Adaptable security in the cloud-to-thing continuum

Recent technological advancements have played a key role in seamlessly integrating cloud, edge, and Internet of Things (IoT) technologies, giving rise to the Cloud-to-Thing Continuum paradigm. This cloud model connects many heterogeneous resources that generate a large amount of data and collaborate to deliver next-generation services. While it has the potential to reshape several application domains, the number of connected entities remarkably broadens the security attack surface. One of the main problems is the lack of security measures to adapt to the dynamic and evolving conditions of the Cloud-To-Thing Continuum.
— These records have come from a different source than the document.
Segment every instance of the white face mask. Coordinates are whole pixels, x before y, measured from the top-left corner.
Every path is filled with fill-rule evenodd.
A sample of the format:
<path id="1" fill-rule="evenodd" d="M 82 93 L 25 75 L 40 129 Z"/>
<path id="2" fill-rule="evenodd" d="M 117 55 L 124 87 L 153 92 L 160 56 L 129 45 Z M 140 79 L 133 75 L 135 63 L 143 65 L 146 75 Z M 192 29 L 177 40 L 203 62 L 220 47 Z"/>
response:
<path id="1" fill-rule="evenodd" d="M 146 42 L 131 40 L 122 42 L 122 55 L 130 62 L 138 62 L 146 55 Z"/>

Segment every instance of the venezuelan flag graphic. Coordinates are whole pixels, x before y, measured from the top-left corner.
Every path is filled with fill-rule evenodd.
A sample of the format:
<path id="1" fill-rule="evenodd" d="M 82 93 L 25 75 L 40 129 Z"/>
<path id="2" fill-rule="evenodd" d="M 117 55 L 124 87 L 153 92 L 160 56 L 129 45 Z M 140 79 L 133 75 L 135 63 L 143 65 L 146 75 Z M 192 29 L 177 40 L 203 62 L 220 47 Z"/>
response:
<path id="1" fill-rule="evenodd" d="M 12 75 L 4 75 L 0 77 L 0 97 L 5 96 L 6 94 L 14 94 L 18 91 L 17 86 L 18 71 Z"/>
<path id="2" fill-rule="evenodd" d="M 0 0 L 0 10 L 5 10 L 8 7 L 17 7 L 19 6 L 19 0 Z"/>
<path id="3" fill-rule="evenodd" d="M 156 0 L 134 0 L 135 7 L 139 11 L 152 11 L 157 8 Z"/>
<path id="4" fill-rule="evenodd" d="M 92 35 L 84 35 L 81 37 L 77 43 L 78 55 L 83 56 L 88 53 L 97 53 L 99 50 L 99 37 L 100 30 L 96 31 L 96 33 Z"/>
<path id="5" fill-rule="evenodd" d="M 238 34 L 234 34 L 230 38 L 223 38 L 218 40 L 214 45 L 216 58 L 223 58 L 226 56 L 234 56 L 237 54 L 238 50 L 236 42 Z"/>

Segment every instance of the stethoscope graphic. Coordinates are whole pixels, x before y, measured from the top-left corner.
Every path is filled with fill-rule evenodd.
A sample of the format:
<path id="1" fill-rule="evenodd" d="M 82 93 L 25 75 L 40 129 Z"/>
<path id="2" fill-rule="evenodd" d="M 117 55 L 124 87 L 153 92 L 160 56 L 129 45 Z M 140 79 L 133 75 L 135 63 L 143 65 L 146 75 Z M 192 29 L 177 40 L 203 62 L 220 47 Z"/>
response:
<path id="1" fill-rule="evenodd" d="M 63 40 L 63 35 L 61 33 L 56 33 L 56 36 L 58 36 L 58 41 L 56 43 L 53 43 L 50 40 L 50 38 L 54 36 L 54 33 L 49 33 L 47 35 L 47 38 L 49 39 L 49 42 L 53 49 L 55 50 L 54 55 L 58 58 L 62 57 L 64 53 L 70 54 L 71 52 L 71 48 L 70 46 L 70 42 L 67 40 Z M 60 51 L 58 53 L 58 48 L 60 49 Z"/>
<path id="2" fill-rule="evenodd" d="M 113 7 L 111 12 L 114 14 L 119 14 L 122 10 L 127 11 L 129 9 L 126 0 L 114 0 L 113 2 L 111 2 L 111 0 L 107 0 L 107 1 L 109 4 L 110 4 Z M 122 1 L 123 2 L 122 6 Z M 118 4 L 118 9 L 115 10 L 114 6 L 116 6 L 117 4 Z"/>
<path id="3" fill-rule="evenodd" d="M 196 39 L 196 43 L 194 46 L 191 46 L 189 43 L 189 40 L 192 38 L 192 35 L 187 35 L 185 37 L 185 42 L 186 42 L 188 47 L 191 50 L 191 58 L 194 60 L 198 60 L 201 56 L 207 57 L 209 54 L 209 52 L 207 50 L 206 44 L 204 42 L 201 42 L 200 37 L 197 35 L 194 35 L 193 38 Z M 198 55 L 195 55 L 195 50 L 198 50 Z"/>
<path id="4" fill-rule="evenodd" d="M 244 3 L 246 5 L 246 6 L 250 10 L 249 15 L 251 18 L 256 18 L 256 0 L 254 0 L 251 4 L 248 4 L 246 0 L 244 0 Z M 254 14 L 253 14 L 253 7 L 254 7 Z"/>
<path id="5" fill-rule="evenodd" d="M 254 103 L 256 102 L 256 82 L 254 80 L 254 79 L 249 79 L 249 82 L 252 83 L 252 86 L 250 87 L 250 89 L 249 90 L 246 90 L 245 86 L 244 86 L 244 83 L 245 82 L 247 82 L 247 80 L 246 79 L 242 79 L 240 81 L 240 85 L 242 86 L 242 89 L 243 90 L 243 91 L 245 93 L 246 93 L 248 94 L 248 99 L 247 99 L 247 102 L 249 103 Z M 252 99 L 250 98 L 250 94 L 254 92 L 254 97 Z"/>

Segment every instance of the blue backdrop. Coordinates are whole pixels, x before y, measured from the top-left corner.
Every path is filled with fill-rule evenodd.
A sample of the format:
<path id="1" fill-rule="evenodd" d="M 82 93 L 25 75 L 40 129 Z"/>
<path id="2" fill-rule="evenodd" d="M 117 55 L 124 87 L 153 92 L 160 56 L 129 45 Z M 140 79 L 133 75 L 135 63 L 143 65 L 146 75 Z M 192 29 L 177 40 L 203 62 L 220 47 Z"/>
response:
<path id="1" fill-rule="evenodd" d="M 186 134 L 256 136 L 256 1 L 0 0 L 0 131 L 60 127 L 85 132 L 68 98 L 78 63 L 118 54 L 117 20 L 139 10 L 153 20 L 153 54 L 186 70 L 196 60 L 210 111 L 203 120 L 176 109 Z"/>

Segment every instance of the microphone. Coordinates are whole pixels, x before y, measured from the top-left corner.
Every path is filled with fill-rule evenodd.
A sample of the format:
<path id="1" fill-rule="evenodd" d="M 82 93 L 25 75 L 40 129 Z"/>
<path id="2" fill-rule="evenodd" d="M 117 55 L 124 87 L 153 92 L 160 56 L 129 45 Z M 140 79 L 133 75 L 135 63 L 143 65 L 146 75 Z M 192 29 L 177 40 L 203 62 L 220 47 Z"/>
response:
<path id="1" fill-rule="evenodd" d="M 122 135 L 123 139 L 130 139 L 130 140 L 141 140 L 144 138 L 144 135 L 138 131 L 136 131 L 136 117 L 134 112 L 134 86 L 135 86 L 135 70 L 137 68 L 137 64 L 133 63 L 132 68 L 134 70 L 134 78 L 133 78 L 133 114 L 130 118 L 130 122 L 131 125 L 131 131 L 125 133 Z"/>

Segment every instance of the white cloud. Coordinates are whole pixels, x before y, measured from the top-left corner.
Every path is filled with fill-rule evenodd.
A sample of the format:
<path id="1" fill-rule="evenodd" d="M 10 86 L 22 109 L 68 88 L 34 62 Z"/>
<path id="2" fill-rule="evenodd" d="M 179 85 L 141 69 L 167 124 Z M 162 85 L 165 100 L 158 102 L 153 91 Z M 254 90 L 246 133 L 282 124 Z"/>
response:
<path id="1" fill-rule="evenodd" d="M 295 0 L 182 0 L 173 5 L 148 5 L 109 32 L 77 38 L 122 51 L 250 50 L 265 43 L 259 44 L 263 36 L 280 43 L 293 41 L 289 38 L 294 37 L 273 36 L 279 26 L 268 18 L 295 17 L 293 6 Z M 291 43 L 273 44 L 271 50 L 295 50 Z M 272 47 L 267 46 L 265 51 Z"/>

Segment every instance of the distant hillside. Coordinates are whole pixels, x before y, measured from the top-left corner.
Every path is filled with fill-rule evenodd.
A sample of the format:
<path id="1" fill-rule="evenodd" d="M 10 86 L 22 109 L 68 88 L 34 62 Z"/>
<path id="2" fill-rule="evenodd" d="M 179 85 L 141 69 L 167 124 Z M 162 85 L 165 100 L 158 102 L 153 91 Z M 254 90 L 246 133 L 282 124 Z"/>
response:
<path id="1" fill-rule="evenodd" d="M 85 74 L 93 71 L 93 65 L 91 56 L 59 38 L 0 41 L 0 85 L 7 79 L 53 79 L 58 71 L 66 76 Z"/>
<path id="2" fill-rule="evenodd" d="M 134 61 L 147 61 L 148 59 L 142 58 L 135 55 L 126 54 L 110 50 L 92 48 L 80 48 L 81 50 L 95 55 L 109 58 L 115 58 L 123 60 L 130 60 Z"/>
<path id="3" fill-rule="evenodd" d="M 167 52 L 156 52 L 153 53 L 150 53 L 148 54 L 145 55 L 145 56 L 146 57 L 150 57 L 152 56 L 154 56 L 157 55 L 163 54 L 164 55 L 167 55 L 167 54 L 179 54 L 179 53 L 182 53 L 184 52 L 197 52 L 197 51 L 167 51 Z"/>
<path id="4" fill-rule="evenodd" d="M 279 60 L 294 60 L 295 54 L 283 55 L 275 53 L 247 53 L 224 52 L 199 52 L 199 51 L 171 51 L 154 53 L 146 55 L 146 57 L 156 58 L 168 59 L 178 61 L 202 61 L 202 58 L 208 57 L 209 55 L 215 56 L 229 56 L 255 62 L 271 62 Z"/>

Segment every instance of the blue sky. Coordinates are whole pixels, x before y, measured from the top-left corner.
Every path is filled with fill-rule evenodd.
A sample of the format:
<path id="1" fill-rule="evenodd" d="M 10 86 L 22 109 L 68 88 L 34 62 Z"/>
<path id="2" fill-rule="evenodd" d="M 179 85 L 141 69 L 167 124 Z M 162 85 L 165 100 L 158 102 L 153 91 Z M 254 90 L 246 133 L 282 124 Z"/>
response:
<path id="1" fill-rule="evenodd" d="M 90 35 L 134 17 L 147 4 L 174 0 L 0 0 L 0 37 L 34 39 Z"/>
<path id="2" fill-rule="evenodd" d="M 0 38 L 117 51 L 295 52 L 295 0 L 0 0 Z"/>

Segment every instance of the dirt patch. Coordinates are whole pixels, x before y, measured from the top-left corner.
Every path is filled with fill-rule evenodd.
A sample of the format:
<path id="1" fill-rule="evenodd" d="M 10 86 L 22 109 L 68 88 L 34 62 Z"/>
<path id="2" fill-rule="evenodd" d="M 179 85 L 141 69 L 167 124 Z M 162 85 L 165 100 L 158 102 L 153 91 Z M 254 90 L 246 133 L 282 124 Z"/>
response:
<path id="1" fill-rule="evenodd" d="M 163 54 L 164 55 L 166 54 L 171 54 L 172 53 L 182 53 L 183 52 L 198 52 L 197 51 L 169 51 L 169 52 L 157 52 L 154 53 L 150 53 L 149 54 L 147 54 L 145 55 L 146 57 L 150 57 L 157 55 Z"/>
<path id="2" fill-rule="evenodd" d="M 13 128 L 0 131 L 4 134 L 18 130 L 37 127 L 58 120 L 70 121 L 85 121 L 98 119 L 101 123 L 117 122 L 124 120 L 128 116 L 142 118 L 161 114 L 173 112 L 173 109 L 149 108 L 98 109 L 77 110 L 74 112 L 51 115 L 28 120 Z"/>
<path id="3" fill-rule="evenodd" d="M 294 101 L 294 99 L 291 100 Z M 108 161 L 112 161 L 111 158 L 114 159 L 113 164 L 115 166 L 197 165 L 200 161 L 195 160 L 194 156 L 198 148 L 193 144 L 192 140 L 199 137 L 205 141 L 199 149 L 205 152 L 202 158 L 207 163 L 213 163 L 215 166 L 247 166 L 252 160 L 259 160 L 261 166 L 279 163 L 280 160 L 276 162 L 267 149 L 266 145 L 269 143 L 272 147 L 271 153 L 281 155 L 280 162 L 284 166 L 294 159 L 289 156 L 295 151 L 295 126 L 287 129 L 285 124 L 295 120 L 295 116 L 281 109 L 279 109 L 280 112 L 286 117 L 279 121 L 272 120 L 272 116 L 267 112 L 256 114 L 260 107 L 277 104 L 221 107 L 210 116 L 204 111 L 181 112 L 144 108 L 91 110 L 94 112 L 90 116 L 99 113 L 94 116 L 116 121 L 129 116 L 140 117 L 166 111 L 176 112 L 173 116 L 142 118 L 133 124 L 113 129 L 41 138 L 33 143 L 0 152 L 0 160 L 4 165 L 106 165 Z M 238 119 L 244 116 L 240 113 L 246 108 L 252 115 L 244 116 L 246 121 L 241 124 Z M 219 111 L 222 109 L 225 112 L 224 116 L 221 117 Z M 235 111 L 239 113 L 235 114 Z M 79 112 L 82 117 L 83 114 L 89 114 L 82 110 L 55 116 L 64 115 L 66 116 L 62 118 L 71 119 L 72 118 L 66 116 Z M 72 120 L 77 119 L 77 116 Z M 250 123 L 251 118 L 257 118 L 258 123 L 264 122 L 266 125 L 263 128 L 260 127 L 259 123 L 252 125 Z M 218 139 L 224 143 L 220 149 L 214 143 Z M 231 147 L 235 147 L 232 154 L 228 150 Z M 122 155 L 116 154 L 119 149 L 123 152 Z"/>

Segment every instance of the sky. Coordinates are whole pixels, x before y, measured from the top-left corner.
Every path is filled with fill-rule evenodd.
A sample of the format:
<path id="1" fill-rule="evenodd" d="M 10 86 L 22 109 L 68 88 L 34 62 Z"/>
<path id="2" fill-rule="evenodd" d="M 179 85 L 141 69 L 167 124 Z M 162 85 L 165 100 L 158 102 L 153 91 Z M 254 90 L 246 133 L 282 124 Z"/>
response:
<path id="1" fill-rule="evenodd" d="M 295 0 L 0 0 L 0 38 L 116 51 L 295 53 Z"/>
To address this challenge, this dissertation proposes novel adaptable security mechanisms. Adaptable security is the capability of security controls, systems, and protocols to dynamically adjust to changing conditions and scenarios. However, since the design and development of novel security mechanisms can be explored from different perspectives and levels, we place our attention on threat modeling and access control. The contributions of the thesis can be summarized as follows. First, we introduce a model-based methodology that secures the design of edge and cyber-physical systems. This solution identifies threats, security controls, and moving target defense techniques based on system features. Then, we focus on access control management. Since access control policies are subject to modifications, we evaluate how they can be efficiently shared among distributed areas, highlighting the effectiveness of distributed ledger technologies. Furthermore, we propose a risk-based authorization middleware, adjusting permissions based on real-time data, and a federated learning framework that enhances trustworthiness by weighting each client's contributions according to the quality of their partial models. Finally, since authorization revocation is another critical concern, we present an efficient revocation scheme for verifiable credentials in IoT networks, featuring decentralization, demanding minimum storage and computing capabilities. All the mechanisms have been evaluated in different conditions, proving their adaptability to the Cloud-to-Thing Continuum landscape.